Busy work like that always takes longer than you think it will – AND I took it upon myself to try to improve our home music situation, which is a jury-rigged array of playing devices that root in a “system” I bought in the mid-1980s while I was employed as the assistant night news editor of the Windsor Star.

I had a sudden hankering to hear tunes from Sean McConnell’s “Sean McConnell,” especially “Queen of St. Mary’s” and “Beautiful Rose.”

All of which reduced that long run to a half-hour scamper up and into the park: 12:30 p.m. to 1 p.m.

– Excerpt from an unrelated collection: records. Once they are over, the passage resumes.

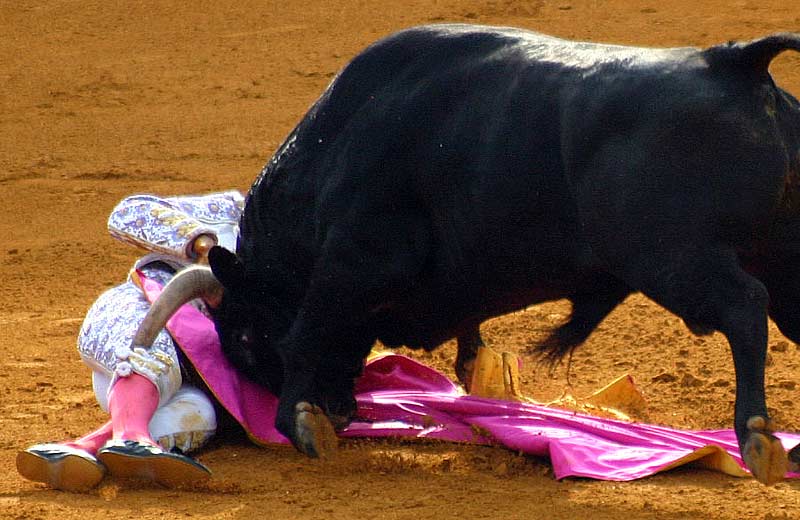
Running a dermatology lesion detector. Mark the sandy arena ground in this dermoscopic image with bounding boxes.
[0,0,800,520]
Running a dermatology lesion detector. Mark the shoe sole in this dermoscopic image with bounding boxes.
[97,449,211,487]
[17,451,105,492]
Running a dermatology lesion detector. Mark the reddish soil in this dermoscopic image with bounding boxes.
[0,0,800,520]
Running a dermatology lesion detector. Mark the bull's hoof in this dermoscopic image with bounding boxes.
[742,416,789,486]
[789,444,800,473]
[294,401,338,459]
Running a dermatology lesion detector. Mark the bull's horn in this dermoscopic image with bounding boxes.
[133,266,224,347]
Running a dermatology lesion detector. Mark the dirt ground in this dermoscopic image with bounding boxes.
[0,0,800,520]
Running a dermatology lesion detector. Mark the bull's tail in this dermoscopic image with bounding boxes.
[704,32,800,74]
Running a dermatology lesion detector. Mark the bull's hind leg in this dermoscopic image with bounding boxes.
[276,216,428,457]
[764,266,800,472]
[627,247,787,484]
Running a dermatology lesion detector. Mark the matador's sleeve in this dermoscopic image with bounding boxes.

It takes me 10 minutes running to a park access route near what is known as the Litchfield Villa. Up I went on the path, leaves falling in front of me on this mild day of intermittent breezes. Hands out as I run along, off-road trailing in the way I like to do it, and then, just as I veered south, a darting leaf appeared to my right, just above my head, and with a swipe I managed to snatch it by its “lower body.”

It didn’t hit the ground before I grabbed it – my first caught leaf while running in I don’t know how long.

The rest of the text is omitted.